The Care Quality Commission (CQC) said this could isolate patients from their support network and cut them off from local services that provide care once they have been sent home.

The watchdog analysed data on 3,721 patients in England on 311 wards, provided at 203 locations.

It found that nearly two-thirds (63%) of placements in residential-based mental health rehabilitation services are “out of area” – or outside the local health area where the patient usually lives.

New analysis by the CQC estimates that £535 million is spent on residential mental health rehabilitation annually, with “out of area” placements accounting for around two-thirds of this expenditure.

NHS patients sent for care in independent care organisations are more likely to be out of area.

Those sent to independent providers for residential mental health rehabilitation services are also more likely to have travelled further for care and are more likely to have a longer stay, CQC found.

CQC found that the average daily cost to care for a patient in a residential mental health rehabilitation is similar across the NHS and independent sector.

But because patients are staying for longer stints in the private sector, independent services can end up costing twice as much as NHS services.

Dr Paul Lelliott, deputy chief inspector of hospitals and lead for mental health at the CQC, said: “We are concerned about the high number of beds in mental health rehabilitation wards that are situated a long way from the patient’s home.

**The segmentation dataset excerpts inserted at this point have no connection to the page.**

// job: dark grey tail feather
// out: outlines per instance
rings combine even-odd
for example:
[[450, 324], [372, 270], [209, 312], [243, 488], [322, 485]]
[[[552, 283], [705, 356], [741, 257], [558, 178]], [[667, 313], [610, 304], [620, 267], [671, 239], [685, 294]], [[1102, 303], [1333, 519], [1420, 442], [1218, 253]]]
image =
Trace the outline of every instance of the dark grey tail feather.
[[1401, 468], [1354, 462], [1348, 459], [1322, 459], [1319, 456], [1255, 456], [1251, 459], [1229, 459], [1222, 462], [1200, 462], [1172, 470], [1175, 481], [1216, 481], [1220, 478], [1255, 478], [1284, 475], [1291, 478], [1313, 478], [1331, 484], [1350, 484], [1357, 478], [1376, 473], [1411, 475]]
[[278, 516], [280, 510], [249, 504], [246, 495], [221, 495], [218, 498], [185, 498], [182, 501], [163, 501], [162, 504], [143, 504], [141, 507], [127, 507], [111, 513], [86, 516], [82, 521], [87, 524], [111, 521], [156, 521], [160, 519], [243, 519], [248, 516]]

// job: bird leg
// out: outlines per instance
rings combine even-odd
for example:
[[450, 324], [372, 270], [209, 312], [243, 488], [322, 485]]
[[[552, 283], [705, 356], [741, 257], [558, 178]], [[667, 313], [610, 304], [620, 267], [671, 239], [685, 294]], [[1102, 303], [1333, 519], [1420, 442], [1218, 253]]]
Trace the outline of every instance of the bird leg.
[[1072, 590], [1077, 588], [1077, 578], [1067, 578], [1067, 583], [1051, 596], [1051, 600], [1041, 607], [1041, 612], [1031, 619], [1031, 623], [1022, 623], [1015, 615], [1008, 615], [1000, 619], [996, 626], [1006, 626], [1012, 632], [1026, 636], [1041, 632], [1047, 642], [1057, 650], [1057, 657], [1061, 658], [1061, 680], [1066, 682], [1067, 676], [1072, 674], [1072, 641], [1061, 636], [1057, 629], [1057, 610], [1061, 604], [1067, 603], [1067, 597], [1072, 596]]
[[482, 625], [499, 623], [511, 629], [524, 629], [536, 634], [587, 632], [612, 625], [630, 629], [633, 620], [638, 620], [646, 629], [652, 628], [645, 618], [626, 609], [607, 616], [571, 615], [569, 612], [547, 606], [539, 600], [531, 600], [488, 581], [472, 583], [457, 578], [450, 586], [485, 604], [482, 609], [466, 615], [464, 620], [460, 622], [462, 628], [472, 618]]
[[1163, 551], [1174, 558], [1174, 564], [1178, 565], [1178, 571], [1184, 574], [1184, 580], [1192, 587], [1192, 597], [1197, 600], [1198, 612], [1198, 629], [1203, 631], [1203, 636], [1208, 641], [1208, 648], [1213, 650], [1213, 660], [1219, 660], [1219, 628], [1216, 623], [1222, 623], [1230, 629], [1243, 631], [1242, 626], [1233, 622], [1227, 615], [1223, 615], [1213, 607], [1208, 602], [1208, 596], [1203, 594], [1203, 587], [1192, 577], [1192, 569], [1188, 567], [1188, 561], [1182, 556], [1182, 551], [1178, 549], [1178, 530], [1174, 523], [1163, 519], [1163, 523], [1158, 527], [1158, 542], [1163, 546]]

“This dislocation can mean that people can become isolated from their friends, from their families and from the services that will provide care once they have been discharged.

“Also, we are concerned that our evidence shows that on average, people in ‘out of area’ placements can end up staying in residential rehabilitation for twice as long as they would have done in a local NHS bed, which can increase their sense of institutionalisation, affect their onward recovery, and can be very costly.

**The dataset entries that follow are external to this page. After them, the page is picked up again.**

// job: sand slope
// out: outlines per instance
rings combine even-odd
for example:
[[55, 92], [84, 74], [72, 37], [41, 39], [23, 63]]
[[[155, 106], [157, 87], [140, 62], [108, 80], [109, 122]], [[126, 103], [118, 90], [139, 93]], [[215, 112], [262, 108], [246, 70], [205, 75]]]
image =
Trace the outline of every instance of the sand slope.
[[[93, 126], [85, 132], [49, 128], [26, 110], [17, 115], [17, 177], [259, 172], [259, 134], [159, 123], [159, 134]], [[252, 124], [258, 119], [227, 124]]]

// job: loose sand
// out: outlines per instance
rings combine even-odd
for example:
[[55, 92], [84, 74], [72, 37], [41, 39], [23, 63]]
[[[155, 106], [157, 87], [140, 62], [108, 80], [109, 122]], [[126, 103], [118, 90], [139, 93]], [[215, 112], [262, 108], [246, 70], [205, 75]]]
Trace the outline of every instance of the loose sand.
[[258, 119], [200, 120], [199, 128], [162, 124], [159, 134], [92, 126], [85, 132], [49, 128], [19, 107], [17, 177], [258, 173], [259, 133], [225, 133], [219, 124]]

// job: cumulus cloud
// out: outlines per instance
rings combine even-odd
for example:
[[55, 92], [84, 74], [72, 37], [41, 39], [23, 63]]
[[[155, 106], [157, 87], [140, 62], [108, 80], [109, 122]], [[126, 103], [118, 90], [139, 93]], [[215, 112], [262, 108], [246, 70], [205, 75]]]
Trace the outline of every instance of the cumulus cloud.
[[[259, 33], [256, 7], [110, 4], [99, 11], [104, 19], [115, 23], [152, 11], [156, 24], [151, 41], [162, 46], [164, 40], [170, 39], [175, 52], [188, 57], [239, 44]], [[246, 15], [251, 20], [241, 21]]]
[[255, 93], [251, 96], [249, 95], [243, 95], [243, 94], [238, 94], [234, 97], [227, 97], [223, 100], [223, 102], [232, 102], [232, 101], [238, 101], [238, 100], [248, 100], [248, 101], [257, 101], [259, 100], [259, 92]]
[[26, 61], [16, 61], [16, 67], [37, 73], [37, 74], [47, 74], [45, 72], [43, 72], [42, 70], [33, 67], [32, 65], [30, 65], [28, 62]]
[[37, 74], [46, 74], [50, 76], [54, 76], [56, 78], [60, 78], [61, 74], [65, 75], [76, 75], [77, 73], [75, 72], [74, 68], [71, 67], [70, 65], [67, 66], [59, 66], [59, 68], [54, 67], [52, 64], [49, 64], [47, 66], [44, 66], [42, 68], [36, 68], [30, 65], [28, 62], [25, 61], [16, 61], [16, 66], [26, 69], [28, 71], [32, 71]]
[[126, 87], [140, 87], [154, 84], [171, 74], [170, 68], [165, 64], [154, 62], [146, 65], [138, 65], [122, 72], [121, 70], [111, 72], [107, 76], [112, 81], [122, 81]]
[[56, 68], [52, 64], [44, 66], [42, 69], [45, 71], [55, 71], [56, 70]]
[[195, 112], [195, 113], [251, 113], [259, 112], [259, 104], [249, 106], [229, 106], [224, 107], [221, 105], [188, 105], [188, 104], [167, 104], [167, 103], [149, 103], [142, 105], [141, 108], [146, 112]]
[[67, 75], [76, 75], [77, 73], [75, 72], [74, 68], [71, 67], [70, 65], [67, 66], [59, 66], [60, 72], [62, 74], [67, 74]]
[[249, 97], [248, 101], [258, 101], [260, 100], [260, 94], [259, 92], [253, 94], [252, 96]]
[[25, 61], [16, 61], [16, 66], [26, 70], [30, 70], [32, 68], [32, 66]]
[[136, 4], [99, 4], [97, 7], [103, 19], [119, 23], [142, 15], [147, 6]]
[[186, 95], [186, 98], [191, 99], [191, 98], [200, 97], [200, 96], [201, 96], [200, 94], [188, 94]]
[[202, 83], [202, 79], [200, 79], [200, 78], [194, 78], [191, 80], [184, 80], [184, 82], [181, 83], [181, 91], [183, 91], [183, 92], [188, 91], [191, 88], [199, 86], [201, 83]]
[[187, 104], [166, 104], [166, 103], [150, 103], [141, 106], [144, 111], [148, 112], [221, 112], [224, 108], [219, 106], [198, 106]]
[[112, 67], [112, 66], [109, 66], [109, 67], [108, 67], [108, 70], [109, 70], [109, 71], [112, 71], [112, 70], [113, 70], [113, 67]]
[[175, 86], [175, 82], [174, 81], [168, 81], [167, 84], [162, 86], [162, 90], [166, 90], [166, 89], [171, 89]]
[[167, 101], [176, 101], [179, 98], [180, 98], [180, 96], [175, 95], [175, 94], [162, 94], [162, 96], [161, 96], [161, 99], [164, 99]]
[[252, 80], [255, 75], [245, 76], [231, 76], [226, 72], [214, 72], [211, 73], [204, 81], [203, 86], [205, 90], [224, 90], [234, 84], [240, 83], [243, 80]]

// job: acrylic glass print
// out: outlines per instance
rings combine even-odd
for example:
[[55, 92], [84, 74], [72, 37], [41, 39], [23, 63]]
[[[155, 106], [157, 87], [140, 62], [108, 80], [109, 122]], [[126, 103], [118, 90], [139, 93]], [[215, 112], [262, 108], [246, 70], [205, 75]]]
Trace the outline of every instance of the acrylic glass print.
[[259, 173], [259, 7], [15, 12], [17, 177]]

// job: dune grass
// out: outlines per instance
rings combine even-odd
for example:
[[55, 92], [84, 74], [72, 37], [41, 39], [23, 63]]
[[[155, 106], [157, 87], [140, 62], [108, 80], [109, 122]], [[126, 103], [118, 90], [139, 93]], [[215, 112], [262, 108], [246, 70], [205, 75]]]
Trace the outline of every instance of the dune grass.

“The attention now must be on developing services that are focused on people’s recovery and that are not ‘long-stay’ wards in disguise, that are closer to where people live, and that are well-connected to the wider local system including services that will provide aftercare.”

Dr Rajesh Mohan, chairman of the Royal College of Psychiatrists’ rehabilitation faculty, said the figure was “deeply worrying”, adding: “As with any mental illness, rehabilitation patients should only be treated out of area if they need access to specialist services.

“The reason more and more patients are being sent inappropriately out of area is because NHS rehabilitation services have been closing at an alarming rate – in 2009 there were more than 130 such services in England; by 2015 that number had fallen by a third to just 82.

“That’s why we’re calling on the Government to reverse this trend and ensure every part of the country has comprehensive inpatient and community rehabilitation services. That way, as many patients as possible would be treated locally.”

Ministers have previously pledged to eliminate “inappropriate out-of-area placements” for mental health patients by 2020/21.

An NHS spokesman said: “We have started to eliminate out-of-area placements for non-specialist in-patient admissions, so patients get timely, appropriate acute mental health treatment as close to home as possible.

“However, as CQC acknowledges today, the NHS is in the middle of delivering a five-year plan to transform mental health services.

This will clearly need to ensure people in need of rehabilitation get this care as close to home as possible whilst recognising that it is unlikely that all clinical commissioning groups will have access to such specialist services within their own geographies.”